Everything in this chapter has related to getting the click: how you can get your ads to appear on the SERPs or the content network so searchers and readers can see them and come to your website. It may seem like you have to jump through a lot of hoops to appease the search engines with relevant keywords and ads as well as inspire searchers to actually click on your ads, and all the while you’re risking hard dollars to keep an edge over your competitors. But all of that is only the beginning, because a click is nothing more than that: a click (even if it’s a click you’ve paid for!).
Ultimately, it is what you do with visitors after the click that makes you money. Think of your PPC campaign as answering a user’s question, providing a solution, or completing their thought. The most effective PPC campaigns drive visitors to pages that are very closely aligned with the ads they just clicked. The path from the search query, to the PPC advertisement, to the landing page, to the landing-page conversion action should be a cohesive, fluid movement. Figure 2.7 illustrates how your PPC ad and landing page should provide a logical path to answering a user’s question or solving a need.
If your PPC campaign functions in this way, you’ll provide a great user experience by displaying relevant information to queries. And just in case we haven’t driven the point home yet: Helping the search engine provide a great user experience will make you more appealing to the search engine and the user. Everyone wins!

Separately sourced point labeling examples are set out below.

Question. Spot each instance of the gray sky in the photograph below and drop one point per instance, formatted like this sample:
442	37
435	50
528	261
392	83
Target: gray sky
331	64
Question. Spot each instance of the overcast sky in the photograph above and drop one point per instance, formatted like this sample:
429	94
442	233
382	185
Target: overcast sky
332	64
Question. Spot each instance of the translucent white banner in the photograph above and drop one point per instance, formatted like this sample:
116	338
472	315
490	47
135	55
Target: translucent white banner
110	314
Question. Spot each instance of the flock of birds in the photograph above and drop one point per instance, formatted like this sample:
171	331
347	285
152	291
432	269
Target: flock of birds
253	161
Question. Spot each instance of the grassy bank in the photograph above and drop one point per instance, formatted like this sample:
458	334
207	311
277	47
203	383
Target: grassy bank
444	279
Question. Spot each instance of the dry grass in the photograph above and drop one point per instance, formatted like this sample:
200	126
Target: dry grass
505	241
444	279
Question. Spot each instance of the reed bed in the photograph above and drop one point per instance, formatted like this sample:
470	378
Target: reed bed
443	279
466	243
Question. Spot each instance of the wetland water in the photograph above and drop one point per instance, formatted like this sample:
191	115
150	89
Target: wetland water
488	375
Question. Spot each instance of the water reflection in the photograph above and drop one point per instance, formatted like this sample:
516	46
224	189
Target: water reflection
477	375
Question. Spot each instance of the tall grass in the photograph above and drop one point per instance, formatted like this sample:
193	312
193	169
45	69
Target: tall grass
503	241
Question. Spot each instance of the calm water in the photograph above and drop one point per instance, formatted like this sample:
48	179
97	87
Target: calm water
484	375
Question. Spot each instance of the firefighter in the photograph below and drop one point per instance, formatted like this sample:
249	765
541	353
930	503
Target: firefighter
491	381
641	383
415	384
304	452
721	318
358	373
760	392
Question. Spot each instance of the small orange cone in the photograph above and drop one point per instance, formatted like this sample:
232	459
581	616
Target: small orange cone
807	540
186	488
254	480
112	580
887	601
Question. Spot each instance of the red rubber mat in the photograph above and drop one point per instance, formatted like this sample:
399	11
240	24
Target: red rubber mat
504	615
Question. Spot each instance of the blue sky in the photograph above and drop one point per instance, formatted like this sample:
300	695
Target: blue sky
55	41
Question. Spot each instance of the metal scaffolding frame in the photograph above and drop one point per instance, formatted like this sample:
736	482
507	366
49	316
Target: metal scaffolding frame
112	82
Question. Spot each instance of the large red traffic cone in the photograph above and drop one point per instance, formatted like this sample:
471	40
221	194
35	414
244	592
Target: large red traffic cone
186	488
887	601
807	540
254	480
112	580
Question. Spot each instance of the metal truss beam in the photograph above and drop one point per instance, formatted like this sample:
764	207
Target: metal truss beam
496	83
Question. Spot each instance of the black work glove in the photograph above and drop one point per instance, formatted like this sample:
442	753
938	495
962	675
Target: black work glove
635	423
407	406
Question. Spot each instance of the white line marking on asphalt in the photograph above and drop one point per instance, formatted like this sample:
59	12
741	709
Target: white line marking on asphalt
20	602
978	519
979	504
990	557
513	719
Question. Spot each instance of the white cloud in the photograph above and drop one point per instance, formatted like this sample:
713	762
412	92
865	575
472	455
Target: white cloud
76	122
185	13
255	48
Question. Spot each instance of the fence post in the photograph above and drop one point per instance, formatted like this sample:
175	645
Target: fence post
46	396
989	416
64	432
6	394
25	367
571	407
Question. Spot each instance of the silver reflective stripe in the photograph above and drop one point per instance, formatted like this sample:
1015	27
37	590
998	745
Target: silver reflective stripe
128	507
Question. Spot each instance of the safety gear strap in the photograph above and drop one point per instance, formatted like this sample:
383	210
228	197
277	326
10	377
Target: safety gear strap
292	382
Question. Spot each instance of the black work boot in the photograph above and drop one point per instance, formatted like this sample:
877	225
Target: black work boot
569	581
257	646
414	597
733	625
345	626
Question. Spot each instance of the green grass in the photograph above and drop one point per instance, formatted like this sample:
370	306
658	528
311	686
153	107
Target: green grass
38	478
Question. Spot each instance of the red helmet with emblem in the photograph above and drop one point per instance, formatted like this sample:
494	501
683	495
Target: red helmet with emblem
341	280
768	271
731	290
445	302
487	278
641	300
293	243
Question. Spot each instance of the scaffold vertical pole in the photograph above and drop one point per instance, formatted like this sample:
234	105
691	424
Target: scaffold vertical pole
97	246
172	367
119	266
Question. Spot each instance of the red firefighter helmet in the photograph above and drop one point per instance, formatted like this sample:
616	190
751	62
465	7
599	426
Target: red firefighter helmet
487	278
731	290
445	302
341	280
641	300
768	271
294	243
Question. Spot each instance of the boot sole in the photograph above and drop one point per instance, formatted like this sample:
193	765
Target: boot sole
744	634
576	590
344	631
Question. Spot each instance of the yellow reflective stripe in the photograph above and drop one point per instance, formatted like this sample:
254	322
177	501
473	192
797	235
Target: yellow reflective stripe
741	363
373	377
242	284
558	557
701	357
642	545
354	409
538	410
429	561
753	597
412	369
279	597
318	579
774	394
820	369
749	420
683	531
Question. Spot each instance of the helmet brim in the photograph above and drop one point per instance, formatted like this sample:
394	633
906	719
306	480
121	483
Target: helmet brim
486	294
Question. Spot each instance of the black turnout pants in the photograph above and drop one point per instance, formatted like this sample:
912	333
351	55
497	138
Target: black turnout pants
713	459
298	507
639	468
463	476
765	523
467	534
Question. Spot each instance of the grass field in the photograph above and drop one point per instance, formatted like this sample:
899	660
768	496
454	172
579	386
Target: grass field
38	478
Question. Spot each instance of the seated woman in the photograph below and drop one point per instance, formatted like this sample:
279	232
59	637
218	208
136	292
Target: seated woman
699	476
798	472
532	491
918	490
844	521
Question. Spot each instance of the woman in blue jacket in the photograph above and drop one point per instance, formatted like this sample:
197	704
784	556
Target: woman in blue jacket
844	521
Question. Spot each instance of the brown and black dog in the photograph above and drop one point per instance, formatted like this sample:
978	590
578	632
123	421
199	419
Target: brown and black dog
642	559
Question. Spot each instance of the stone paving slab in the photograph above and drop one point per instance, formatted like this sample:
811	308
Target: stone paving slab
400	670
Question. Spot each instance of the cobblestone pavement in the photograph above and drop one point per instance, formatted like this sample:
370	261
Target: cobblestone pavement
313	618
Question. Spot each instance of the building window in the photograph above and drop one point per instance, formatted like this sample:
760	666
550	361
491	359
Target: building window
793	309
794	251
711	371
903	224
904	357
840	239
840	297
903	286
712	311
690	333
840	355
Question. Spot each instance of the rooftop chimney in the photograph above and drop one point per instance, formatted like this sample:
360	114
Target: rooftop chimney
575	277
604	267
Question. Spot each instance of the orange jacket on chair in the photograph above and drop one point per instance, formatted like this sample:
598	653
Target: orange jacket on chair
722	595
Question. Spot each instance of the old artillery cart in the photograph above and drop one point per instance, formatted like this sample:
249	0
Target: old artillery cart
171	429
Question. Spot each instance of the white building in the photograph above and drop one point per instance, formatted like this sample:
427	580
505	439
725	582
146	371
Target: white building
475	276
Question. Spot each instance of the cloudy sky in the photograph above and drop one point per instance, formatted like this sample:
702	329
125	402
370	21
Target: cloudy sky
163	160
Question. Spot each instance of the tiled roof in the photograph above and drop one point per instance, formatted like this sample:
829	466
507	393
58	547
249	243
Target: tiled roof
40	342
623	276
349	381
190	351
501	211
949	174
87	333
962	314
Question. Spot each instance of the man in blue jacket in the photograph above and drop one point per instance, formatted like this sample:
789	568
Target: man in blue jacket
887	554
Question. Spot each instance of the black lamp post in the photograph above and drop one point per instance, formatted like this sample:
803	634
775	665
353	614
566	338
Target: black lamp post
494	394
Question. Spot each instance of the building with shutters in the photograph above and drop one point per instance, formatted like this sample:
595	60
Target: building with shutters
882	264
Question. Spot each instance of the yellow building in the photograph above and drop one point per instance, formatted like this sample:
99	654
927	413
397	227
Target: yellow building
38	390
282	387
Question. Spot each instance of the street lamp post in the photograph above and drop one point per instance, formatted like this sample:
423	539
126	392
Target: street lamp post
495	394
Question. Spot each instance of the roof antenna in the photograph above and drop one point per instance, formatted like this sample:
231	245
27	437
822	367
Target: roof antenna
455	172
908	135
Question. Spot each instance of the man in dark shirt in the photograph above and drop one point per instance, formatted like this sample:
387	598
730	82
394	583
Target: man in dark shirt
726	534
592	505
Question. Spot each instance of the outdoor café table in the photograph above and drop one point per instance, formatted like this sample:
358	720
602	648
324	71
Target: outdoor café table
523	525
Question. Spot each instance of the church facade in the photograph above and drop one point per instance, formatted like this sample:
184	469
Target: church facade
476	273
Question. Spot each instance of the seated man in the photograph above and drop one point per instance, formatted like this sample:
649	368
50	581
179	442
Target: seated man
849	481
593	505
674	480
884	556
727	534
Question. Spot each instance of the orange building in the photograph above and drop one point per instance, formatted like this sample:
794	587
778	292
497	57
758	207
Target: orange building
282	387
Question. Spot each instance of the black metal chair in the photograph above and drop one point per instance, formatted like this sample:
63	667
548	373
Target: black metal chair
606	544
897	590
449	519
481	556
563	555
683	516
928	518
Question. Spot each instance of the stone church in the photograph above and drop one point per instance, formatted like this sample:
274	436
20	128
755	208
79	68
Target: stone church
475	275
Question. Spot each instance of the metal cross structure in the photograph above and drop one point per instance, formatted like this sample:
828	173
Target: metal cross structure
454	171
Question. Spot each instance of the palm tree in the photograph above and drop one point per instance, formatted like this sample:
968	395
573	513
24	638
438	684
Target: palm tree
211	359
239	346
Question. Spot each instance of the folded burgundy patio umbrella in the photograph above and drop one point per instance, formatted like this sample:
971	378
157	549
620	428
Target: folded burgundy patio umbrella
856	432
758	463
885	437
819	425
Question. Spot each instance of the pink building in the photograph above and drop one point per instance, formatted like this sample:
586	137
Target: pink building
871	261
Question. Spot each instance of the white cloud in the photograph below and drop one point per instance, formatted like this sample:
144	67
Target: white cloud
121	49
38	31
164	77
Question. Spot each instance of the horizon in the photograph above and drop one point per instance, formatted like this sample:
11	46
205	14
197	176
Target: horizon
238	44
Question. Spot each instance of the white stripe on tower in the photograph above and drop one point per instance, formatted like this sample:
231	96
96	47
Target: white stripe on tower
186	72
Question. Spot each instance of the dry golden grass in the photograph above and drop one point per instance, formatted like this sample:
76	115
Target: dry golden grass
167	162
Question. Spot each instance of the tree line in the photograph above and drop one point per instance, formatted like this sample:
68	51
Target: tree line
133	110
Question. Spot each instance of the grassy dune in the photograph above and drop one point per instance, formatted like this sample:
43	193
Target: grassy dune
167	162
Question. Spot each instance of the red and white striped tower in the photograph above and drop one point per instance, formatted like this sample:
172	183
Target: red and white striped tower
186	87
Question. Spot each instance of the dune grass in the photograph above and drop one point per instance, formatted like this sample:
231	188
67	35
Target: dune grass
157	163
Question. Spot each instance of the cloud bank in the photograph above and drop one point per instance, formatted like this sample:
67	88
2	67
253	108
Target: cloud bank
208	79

This idea of completing a user’s thought also applies to the content network. The user may not have been searching for your ad directly but rather may have been viewing content related to your product or service, and you still need to provide the user relevant information. Your landing page should complete the thought process carried over from the content the user was viewing. For example, if someone was reading an article about publishing, and your PPC ad says that they can get published easily with your company, then your landing page should back up this claim and provide a contact form.
Most PPC campaigns we have worked on measure the return on the clicks that we pay for and correlate the cost of the site traffic to some other asset. The simplest such asset is a completed sale. Do we know how much we made from the sale? Almost certainly. Do we know our allowable CPA? Do we know how much we paid for the clicks that brought us this site visitor? Is the value of our now-customer any amount less than the cost of those clicks plus the costs associated with assembling and then delivering a product or service to them? If the answer is yes, we made money! And that’s the goal.
Your website doesn’t need to be e-commerce–based, where you sell products directly on your website. Other sites focus on their contact form in order to collect leads that can be followed up on by a sales team. Regardless of what your business objectives may be, the point is that you need the user to take a measurable action on your website. And more than that, you want to measure how good you are at it—just like everything else.